Cable One, Inc., raised an important question about the tax treatment of intermediaries in a company’s VoIP operations. Cable One, Inc. used a third-party called Level 3 to “hand-off” long distance service. Since Cable One, Inc., was still the “provider” of the service, even though part of this service was provided by another entity, the Arizona appellate court held, it was still liable for the third-party portion of property taxes. The Court notes, “The relationship between Cable One and Level 3 is analogous to a wholesaler-retailer relationship. Indeed, in the tax court, Cable One’s telecommunications expert described Level 3 as providing wholesale telecommunication services to Cable One.” The analogy that the court makes to supply chain liability, however, has its pitfalls.
Consider a company that sells winter and summer clothes that contracts out the selling of overcoats. Where a consumer sues the company for negligence, while contractor may be a third-party defendant, the company and its contractor are likely, at best, jointly and severally liable for any alleged harm. That is, the consumer cannot recover from both company and contractor. In the case of the third-party provider of telecommunication services, both the parent company and the contractor should similarly not be both responsible for property taxes.

What the Arizona appellate court doesn’t address is the effect of the underlying assumption in its holding – that Cable One, Inc., effectively owns the property interests in Level 3 – on the way in which Level 3 will subsequently be taxed on the same property.

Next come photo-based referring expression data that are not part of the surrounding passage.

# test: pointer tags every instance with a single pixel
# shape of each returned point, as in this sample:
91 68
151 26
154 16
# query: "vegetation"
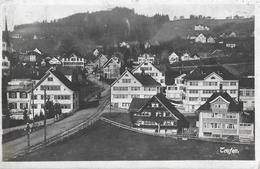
105 142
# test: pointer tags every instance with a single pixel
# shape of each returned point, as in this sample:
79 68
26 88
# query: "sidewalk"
12 148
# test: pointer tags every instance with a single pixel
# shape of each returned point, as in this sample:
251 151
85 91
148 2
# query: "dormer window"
50 78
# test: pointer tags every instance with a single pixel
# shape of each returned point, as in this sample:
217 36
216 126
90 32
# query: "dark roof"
171 74
146 80
137 103
61 77
169 106
200 73
233 105
248 83
64 80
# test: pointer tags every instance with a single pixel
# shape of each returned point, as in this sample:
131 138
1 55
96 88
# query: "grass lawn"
106 142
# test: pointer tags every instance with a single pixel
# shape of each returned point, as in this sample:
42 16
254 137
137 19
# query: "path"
13 148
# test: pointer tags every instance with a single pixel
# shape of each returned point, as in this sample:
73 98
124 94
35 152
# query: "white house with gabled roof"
173 58
58 89
150 69
129 86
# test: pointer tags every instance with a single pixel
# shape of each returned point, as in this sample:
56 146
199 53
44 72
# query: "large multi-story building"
247 93
129 86
150 69
73 60
157 114
111 69
58 89
220 117
18 98
203 81
146 58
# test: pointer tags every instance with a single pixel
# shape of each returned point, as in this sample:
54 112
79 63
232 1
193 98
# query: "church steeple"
6 34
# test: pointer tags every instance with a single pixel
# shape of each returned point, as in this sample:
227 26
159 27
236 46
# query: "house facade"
129 86
156 114
211 40
220 117
146 58
111 69
176 90
151 70
247 93
73 60
18 98
173 58
201 38
58 89
203 81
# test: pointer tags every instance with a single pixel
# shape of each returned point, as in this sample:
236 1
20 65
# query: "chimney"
143 72
221 88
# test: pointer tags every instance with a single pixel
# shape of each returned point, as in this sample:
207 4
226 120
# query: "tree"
25 116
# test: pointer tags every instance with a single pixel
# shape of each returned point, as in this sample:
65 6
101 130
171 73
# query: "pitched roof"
137 103
200 73
248 83
146 80
61 77
233 105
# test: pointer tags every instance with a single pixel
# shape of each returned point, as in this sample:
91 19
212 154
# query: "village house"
97 63
203 81
5 63
247 93
129 86
111 69
73 59
146 58
211 40
201 38
175 87
232 35
58 89
156 114
173 58
201 28
17 97
151 70
220 117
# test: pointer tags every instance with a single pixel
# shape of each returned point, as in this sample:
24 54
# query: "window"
50 87
126 80
135 88
12 95
155 104
230 126
23 95
194 91
233 83
193 83
12 105
193 98
50 78
23 105
65 106
135 96
120 96
34 106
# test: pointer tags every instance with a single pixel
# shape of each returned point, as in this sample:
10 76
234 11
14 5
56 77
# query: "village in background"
184 79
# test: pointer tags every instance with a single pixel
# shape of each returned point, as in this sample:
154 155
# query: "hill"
84 31
185 27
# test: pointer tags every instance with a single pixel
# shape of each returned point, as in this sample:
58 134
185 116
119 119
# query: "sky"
28 11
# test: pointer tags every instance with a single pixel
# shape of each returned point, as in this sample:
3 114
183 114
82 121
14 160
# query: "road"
12 148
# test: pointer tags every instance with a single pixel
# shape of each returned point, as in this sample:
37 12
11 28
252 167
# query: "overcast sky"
27 11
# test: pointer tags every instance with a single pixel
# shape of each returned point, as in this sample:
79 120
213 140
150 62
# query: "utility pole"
45 132
33 103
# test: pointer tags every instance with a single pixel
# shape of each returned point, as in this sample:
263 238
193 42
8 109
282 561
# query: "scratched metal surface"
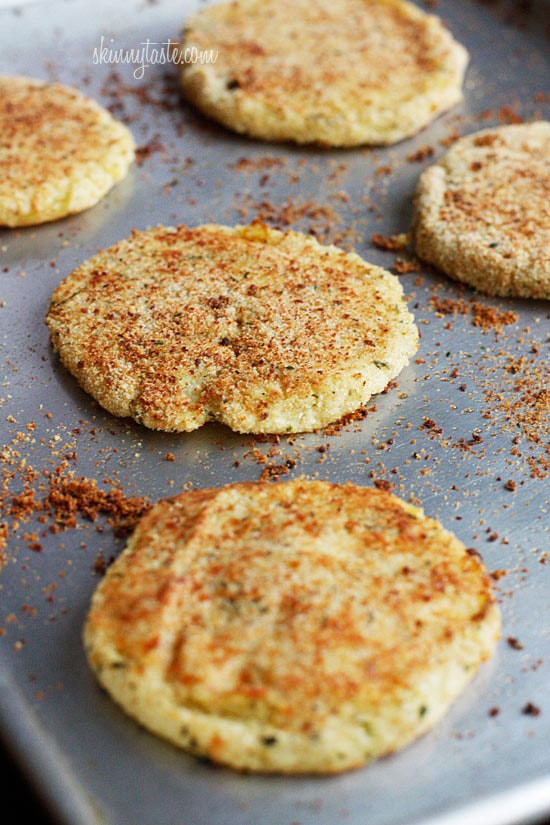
92 764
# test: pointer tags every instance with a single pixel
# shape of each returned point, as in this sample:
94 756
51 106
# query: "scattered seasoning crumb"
531 709
393 243
514 643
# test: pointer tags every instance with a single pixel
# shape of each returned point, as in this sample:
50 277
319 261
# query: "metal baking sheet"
461 433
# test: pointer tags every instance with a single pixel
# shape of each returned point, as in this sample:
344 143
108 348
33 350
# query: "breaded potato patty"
332 72
482 213
60 151
265 331
295 627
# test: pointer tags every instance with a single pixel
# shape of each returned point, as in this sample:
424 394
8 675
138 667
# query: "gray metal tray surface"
462 432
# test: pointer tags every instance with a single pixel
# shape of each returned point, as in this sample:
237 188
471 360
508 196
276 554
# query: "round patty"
294 627
60 152
261 330
482 212
334 72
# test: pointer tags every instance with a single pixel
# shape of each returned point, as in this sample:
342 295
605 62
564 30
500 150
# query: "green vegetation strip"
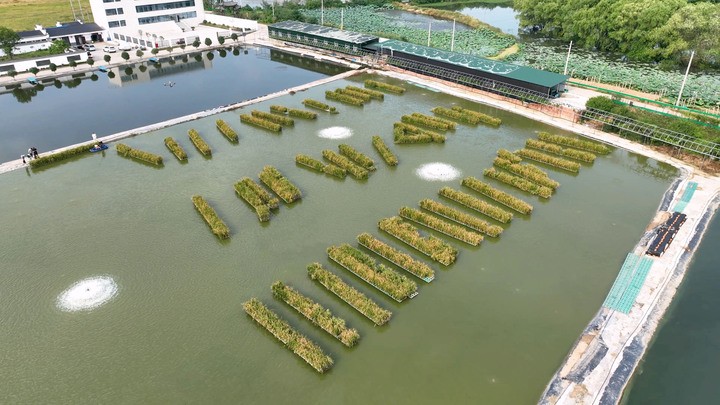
384 151
502 197
299 344
175 148
226 130
374 84
316 314
127 151
527 171
395 285
471 221
199 143
216 224
360 158
355 170
549 160
280 184
574 143
476 204
398 258
442 226
438 250
559 150
350 295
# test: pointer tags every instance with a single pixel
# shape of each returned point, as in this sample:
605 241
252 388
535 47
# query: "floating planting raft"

Instead of considering supply chain liability, perhaps a more appropriate analogy would be to consider the Cable One, Inc. case in light of subsidiary taxation regulations. In fact, Cable One, Inc., raises this very argument, claiming that where Level 3 a subsidiary, it’s property would not have been centrally assessed, and therefore this differential treatment of a subsidiary and, in this case, third-party that Cable One, Inc., would argue is essentially the same as a subsidiary, violates the uniformity clause of the Arizona Constitution (requiring the same taxes to be imposed on the same property). The Arizona appellate court responded by asserting that functionally, the subsidiary is different and should therefore be treated differently from a taxation perspective compared to the third-party service provider Level 3. This argument appears to suggest that companies that fear bearing the responsibility of property taxes for quasi subsidiaries like Level 3 is to Cable One, Inc., may perhaps buy out this company and rearrange their corporate structure in light of this Court’s ruling. Another, simpler alternative may simply be to move the company altogether to a state that doesn’t have high property taxes.